The protagonists (they all are) say that it was time for a film to tell what happens in the countryside;

what it costs to pick the fruit and bring it to the table.

The one who gives life to the adolescent Mariona (a key figure around whom everything is organized) says that they went

"from being nothing to being much"

.

Actually, the actors who are not each come from a town and a family.

But in '

Alcarràs

' they are all the same clan, the same look.

And, little by little, the family spreads until it reaches the stalls, until everyone is involved.

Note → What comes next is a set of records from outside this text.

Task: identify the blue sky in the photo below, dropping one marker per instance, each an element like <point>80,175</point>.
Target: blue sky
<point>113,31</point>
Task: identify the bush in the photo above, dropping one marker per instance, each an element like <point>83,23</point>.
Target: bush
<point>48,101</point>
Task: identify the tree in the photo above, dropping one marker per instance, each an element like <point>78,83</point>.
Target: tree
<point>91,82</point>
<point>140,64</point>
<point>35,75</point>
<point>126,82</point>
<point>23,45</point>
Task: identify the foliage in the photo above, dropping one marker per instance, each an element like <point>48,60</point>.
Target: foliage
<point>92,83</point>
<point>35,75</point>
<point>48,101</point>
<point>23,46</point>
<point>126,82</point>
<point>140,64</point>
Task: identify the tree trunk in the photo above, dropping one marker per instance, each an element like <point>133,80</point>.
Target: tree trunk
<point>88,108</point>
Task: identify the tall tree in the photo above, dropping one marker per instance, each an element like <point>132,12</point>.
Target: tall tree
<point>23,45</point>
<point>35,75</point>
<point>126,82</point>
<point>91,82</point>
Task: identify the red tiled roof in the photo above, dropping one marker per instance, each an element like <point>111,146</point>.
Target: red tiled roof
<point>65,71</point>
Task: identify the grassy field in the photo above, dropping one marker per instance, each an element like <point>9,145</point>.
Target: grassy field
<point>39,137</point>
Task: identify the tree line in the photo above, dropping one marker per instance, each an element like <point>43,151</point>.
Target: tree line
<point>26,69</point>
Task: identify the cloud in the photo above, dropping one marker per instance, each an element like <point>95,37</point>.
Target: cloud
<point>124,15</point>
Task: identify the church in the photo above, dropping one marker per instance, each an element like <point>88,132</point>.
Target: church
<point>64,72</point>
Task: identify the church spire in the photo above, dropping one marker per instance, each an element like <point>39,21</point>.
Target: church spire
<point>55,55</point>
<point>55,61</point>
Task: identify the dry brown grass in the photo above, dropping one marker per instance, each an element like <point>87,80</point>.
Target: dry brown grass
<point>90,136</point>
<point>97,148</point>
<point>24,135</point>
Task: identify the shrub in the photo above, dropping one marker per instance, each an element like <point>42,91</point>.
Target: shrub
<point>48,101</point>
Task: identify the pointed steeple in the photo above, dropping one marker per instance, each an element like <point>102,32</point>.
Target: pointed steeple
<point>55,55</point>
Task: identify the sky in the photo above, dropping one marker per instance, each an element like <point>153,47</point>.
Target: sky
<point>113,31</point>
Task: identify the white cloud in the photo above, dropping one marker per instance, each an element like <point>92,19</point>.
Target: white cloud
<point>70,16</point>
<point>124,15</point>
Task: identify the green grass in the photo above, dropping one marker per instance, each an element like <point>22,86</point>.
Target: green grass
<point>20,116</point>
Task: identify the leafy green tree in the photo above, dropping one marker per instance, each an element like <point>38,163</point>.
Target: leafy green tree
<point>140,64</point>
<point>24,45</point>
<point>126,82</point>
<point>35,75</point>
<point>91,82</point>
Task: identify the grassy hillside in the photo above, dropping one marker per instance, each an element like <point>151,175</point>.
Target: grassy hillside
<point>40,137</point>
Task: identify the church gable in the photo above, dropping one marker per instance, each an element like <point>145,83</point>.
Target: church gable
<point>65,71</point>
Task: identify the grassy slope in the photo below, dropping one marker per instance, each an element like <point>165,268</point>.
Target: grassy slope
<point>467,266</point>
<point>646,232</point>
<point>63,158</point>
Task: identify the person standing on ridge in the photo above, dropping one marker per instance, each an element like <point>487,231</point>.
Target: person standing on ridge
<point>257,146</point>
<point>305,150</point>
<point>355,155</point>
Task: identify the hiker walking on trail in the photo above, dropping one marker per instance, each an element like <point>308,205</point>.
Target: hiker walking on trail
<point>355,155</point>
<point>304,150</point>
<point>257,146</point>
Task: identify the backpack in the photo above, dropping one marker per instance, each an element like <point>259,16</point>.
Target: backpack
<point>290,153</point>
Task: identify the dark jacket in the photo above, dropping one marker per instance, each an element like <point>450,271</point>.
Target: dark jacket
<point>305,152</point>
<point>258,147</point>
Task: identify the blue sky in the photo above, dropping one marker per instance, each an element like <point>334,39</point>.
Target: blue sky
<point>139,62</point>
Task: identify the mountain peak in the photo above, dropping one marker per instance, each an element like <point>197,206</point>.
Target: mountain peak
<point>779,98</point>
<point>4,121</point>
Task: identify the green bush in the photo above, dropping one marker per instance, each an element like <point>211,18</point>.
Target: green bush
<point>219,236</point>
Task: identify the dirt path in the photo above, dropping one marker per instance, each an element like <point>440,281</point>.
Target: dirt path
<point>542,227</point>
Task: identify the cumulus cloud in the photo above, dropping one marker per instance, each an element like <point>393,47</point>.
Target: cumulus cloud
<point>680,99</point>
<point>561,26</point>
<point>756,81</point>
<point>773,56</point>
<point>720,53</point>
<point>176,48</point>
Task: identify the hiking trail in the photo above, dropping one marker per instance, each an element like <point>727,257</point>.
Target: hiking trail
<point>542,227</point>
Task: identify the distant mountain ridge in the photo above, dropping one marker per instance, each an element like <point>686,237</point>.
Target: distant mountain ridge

From being nothing to being a lot.

The cast includes the names of

Jordi Pujol Dolcet, Anna Otín, Xenia Roset, Albert Bosch, Ainet Jounou, Josep Abad, Montse Oró, Carles Cabós and Berta Pipó.

But he falls short.

Actually, there are many more.

Anyone can be another actor in Carla Simón's film.

He hopes that we are not all Carla Simón herself.

At the time

One of the accidental and adolescent filmmakers of the 'Cinema in progress' mentioned in the first paragraph once told a journalist on account of one of his exercises with the camera that a window is the beginning of heaven.

And that, in effect, is '

Alcarràs

', the beginning of many heavens.

---

Good note

.

For the rest, we must thank the Spanish Film Academy for the brilliant idea of ​​programming the Goya in the middle of the Berlinale.

Thanks to this, the two Spanish films (the one by Isaki Lacuesta and this one) went from a very visible screening on the weekend, where they had originally been assigned, to being relegated to the last two days due to avoiding coincidences with the numbers gala musicals.

Without a doubt,

a very extravagant way of promoting Spanish cinema.